Creation of process design data Once the component configuration table classified for each product type is created as described above, the process divided into each of the systems 5 to 7 based on the configuration table is then performed. Design data 5b, 6b, 7b
Is generated as shown in FIG. That is, regarding the process design data 5b for the main line 3,
From the parts configuration table, a part number whose upper one digit of the supply destination identification number is 3 is selected as a part or semi-finished part required for assembly.
From this, for example, regarding product XXX, product number 12001
And part number 11002 and part number 01007 are selected. As shown in the figure, the semi-finished product of the product number 12001 is supplied to the station 310 of the main line 3 and the product 11
002 semi-finished product is the main line 3 station 320
Are supplied to the station 330 of the main line 3 and the part number 120007 is supplied.
The contents of creating a product XXX from the semi-finished products 1 and 11002 and the part with the product number 01007 are digitized. Here, the semi-finished product of the product number 12001 constituting the product XXX is regarded as a “part”. The products YYY, ZZZ,... Are similarly converted into data, and the process design data 5b for the main line 3 is created. Similarly, the process design data 6b for the subline 2 is created. In this case, first, a part number whose upper one digit of the supply destination identification number is 2 is selected from the parts configuration table as a part or a semi-finished part required for assembly.
Next, a part number having a supplier identification number of 12 is selected as a semi-finished product to be assembled from the parts configuration table. As a result, for example, for product XXX, product number 110
01 and 01003 are selected as necessary parts and semi-finished products, and a part number 12001 is selected as a semi-finished product to be assembled. The products YYY, ZZZ,... Are similarly converted into data, and the process design data 6b for the sub-line 2 is created. Hereinafter, similarly, process design data 7b for the kit site 1 is created as shown in FIG.
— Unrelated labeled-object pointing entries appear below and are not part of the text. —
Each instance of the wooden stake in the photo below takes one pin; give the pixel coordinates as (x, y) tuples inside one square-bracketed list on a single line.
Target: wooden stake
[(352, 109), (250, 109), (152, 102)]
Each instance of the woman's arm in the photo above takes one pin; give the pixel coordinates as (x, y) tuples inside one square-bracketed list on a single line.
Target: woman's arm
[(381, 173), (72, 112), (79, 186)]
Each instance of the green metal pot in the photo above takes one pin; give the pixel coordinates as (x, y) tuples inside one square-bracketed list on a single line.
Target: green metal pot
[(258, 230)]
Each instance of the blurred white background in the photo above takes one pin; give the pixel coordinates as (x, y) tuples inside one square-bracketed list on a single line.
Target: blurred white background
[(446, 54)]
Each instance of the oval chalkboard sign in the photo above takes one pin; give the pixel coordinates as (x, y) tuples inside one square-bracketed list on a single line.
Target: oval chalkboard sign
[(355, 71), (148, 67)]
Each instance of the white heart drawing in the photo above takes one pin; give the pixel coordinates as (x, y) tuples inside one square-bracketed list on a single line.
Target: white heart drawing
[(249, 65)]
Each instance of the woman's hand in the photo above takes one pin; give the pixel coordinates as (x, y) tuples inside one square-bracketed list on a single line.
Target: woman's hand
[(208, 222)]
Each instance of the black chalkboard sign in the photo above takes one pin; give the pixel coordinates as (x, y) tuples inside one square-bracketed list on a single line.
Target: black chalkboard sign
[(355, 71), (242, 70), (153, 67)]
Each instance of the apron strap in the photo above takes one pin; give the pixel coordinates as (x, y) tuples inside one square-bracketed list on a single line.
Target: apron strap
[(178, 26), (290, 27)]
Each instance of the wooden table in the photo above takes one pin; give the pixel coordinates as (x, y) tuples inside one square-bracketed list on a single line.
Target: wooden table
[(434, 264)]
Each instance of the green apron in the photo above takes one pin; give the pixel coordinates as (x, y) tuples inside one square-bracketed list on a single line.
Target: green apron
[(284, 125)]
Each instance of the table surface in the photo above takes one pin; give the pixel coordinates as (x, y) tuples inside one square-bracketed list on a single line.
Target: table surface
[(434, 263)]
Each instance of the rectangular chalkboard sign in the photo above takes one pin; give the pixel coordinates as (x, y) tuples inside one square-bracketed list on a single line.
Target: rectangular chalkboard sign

As described above, the assembling process in one step (for example, the sub-line 2) is performed by combining a plurality of types of parts used for assembling and a part number of semi-finished products regarded as "parts" with 1
It is represented by the part number of the semi-finished product (including product) to be assembled. Also, a semi-finished product (for example, product number 11001) of one step (for example, kit hall 1) is regarded as a “part” in the next process (for example, subline 2), and
Since it is specified by 1001, the connection between the preceding and following processes can be simply expressed as a solid arrow. Conversely, a plurality of arrows are not connected toward the product number 11001 of the sub line 2. When a common part or semi-finished product is used between different types of products, for example, between XXX and YYY, it can be described using the same part number (for example, 11001) as shown by a thick arrow.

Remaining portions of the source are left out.